Hospital technology is creating a link between biomedical engineering and the CIO. In a recent panel discussion with Hospitals & Health Networks, several hospital IT executives talked about the reporting structure involved, their integration challenges and how the technology works with clinical workflows.
At University of Chicago Medical Center and Biological Sciences, the clinical engineering department reports to the chief technology officer, who reports to Eric Yablonka, vice president and CIO for Chicago BioMedicine Information Services.
"This change was made several years ago as more and more medical devices [pumps, monitors, etc.] were becoming server-based, integrated into other systems or went wireless, and we knew it did not make sense to have the departments report to separate VPs," Yablonka said. "We believe we have a better understanding of the technologies and how they all fit together in our ecosystems, and with that the ability to better execute and deliver workflow and integrated solutions."
At Kaweah Delta Health Care District in Visalia, Calif., the clinical engineering department reports directly to Dave Gravender, vice president and CIO. He agreed with Yablonka's assessment that the number of devices connecting to the network prompted the change from reporting to facilities.

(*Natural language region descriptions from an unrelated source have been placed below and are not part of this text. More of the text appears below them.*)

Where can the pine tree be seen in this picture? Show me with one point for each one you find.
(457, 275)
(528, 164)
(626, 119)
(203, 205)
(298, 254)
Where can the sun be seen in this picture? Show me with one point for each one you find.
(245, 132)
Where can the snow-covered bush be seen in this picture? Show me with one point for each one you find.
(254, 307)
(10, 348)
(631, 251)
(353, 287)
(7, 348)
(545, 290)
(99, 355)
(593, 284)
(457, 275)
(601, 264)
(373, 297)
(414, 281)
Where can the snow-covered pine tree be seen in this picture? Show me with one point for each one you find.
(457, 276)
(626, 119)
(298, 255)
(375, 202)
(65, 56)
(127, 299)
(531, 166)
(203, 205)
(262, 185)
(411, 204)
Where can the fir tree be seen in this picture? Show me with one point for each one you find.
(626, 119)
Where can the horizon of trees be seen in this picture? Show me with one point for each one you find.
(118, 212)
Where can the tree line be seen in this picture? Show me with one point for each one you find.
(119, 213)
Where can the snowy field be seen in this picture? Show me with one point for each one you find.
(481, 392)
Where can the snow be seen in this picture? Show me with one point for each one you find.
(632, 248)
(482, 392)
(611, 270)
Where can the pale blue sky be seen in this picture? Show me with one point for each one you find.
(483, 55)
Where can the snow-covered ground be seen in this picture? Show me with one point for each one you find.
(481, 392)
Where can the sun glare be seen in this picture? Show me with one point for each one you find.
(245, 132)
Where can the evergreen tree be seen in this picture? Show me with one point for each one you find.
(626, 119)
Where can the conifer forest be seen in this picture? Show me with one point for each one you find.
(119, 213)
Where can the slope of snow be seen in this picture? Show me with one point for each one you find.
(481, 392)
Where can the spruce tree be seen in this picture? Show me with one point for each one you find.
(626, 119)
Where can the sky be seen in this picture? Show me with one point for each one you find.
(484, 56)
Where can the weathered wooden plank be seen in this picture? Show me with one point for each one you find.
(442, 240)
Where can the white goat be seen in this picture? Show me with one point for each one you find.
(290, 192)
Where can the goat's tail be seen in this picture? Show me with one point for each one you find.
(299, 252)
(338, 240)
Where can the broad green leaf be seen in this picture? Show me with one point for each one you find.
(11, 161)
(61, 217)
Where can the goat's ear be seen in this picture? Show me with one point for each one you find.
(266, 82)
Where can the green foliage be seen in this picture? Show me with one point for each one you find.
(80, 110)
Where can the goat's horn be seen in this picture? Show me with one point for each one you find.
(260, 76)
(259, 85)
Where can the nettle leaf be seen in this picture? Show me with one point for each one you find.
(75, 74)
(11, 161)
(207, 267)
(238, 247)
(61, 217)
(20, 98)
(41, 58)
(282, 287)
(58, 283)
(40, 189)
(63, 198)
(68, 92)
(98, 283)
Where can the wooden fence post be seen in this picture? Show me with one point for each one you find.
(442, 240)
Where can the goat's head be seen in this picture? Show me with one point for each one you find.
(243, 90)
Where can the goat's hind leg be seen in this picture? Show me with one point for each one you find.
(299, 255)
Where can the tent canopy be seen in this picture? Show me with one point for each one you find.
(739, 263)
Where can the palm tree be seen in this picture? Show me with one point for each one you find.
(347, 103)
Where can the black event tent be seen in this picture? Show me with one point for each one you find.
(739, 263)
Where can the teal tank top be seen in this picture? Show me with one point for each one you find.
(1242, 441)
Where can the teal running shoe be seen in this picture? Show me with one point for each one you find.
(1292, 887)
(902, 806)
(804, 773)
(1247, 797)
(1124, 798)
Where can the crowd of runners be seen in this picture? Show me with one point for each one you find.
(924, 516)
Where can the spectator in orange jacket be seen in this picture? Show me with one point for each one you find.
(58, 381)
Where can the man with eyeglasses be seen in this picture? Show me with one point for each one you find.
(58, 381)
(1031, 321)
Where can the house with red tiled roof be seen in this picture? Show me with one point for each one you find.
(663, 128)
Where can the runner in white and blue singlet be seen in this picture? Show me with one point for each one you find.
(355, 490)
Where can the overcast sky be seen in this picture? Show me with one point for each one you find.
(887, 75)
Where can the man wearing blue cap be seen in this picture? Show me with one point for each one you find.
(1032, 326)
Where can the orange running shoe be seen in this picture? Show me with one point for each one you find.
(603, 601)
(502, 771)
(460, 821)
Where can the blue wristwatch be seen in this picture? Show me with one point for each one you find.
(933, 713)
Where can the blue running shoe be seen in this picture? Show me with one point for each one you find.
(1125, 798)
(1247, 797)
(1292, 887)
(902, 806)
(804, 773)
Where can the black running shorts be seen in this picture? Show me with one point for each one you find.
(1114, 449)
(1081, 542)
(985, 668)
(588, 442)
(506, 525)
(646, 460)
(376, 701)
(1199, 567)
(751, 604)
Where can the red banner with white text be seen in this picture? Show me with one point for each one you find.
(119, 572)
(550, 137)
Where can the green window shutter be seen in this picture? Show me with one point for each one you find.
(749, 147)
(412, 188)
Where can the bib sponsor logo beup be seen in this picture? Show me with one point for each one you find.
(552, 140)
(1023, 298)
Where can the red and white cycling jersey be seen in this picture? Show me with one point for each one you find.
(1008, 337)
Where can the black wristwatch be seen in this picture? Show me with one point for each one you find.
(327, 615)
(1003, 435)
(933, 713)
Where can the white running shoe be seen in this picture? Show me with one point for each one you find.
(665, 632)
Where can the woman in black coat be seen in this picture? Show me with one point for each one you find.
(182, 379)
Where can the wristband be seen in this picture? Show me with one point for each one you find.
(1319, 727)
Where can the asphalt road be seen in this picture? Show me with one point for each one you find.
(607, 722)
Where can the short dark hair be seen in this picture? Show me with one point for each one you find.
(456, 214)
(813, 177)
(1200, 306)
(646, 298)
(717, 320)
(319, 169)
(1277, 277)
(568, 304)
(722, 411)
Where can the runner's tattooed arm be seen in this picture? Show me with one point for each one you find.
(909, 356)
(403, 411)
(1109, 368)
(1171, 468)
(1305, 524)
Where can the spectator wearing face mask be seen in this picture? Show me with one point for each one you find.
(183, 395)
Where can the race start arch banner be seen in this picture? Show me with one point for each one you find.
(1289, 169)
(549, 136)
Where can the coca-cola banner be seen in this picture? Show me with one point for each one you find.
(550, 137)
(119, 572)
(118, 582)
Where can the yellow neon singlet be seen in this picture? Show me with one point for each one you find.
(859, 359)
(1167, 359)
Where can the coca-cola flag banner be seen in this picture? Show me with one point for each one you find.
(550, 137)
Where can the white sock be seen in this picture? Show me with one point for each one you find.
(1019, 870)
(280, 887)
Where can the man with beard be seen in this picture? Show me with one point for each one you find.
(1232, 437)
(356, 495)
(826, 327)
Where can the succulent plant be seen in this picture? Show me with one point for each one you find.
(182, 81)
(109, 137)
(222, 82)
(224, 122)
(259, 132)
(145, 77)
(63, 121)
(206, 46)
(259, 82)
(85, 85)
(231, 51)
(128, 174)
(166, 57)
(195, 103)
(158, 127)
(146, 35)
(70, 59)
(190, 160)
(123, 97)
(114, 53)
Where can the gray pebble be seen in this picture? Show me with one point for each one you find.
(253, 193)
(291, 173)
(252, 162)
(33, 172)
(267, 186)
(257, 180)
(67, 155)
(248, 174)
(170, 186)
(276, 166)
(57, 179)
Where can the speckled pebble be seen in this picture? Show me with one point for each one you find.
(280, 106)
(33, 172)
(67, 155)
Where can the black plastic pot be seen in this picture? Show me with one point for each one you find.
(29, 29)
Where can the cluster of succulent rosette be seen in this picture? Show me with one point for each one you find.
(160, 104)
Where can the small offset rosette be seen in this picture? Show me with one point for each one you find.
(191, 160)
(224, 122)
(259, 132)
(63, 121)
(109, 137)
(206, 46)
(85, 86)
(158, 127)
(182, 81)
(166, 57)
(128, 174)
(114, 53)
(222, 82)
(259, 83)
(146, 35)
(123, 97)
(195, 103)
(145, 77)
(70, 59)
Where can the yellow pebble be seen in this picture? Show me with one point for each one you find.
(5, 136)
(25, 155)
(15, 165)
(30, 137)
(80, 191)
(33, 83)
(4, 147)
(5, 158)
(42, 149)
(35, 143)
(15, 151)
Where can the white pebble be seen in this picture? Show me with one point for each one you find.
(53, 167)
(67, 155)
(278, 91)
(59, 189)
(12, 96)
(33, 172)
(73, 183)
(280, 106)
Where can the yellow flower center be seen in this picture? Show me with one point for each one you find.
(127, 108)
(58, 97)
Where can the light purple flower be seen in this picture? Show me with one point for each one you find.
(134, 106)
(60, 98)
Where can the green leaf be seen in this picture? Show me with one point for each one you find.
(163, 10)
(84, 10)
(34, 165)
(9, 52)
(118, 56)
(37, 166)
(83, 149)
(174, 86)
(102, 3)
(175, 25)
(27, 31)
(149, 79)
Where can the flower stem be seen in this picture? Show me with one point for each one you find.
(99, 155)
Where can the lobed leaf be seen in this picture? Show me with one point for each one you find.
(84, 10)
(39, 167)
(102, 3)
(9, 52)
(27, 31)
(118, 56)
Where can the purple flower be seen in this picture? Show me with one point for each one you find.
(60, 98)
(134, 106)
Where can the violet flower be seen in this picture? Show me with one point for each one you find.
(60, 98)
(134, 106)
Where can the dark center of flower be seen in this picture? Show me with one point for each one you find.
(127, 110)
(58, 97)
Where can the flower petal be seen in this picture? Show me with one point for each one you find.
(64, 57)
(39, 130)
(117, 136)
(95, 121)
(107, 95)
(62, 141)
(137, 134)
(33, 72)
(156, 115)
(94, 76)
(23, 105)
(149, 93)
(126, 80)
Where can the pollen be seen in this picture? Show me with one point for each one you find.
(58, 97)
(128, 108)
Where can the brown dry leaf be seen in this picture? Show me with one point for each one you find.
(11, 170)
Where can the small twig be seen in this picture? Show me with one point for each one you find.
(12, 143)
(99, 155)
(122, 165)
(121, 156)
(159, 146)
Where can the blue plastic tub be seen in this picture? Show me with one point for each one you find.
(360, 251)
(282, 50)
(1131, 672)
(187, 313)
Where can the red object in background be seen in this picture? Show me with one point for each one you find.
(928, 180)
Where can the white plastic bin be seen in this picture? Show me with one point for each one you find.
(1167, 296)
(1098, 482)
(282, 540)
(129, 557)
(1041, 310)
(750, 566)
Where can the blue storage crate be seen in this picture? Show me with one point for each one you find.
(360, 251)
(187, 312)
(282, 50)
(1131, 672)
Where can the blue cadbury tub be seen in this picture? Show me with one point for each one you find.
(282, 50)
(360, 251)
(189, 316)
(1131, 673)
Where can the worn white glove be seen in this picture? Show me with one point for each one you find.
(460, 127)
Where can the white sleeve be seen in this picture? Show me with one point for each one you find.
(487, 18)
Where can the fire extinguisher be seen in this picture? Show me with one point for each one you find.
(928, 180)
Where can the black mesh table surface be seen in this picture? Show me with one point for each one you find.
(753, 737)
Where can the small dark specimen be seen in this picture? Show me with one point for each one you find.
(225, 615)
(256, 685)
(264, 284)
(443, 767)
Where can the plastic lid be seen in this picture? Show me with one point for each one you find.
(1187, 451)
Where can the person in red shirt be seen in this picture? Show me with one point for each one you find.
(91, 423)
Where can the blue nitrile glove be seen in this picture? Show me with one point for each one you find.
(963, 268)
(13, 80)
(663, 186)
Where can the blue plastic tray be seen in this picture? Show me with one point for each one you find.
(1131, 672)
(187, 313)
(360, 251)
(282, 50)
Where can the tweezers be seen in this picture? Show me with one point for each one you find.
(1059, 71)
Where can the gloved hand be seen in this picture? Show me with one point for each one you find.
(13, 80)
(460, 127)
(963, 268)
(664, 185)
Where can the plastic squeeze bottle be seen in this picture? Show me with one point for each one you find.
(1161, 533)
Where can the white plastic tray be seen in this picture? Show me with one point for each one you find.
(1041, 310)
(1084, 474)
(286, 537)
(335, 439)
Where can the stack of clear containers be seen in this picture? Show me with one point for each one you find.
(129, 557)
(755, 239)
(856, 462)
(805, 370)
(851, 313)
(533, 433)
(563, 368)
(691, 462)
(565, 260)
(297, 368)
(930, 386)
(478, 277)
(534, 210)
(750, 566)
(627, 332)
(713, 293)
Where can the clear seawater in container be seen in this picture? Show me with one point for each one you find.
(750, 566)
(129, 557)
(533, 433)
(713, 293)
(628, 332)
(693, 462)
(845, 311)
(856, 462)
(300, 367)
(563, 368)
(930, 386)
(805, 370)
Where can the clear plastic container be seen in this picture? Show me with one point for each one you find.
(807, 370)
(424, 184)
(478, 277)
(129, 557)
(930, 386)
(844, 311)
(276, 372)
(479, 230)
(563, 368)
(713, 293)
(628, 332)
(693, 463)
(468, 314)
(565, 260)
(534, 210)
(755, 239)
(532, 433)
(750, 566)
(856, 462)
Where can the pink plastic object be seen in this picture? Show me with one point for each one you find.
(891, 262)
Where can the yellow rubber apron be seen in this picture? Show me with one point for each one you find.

"Right after we moved the department over we were able to find a feature in our EKG system that allowed us to integrate images of the EKGs into the clinical repository," he said. "I don't think we would have discovered this functionality as early as we did in a different structure. We just didn't have our heads around that idea."
Steven Menet, a vice president for Dräger Medical of Telford, Pa., described his organization's tech development strategy as follows:
"All new clinical applications and/or technologies that require integration to the clinical record or devices that must reside on the IT infrastructure are evaluated and signed off by the clinicians, engineering, biomed and IT," Menet said. "Each area is involved in the decision process from start to finish. No device becomes part of our infrastructure based upon a vendor recommendation."
The panel members pointed to vendors as their biggest integration challenge, which has led to, as Gravender put it, "some difficult conversations."
Future vendor relations will require some finesse, according to Sue Schade, CIO at Brigham and Women's Hospital in Boston.
"Going forward, IT and biomed approaching the vendors as a combined force will be necessary for them to respond with workable solutions," Schade said. "There is still too much focus on vendor relations specific to either IT or biomed, but not both together."
Joseph Kvedar, M.D., director of the Boston-based Partners Center for Connected Health, said at a recent FierceHealthIT webinar that he sees better medical device interoperability coming as part of Meaningful Use Stage 3. That will be important as even more devices operate on hospital networks. The FCC's approval for "medical body area networks"--or MBANs--that can provide monitoring while freeing patients from hospital beds, only adds more.
In warning of a looming spectrum shortage for wireless, Deloitte's Craig Wigginton urged healthcare leaders to make sure they plan for innovation and growth.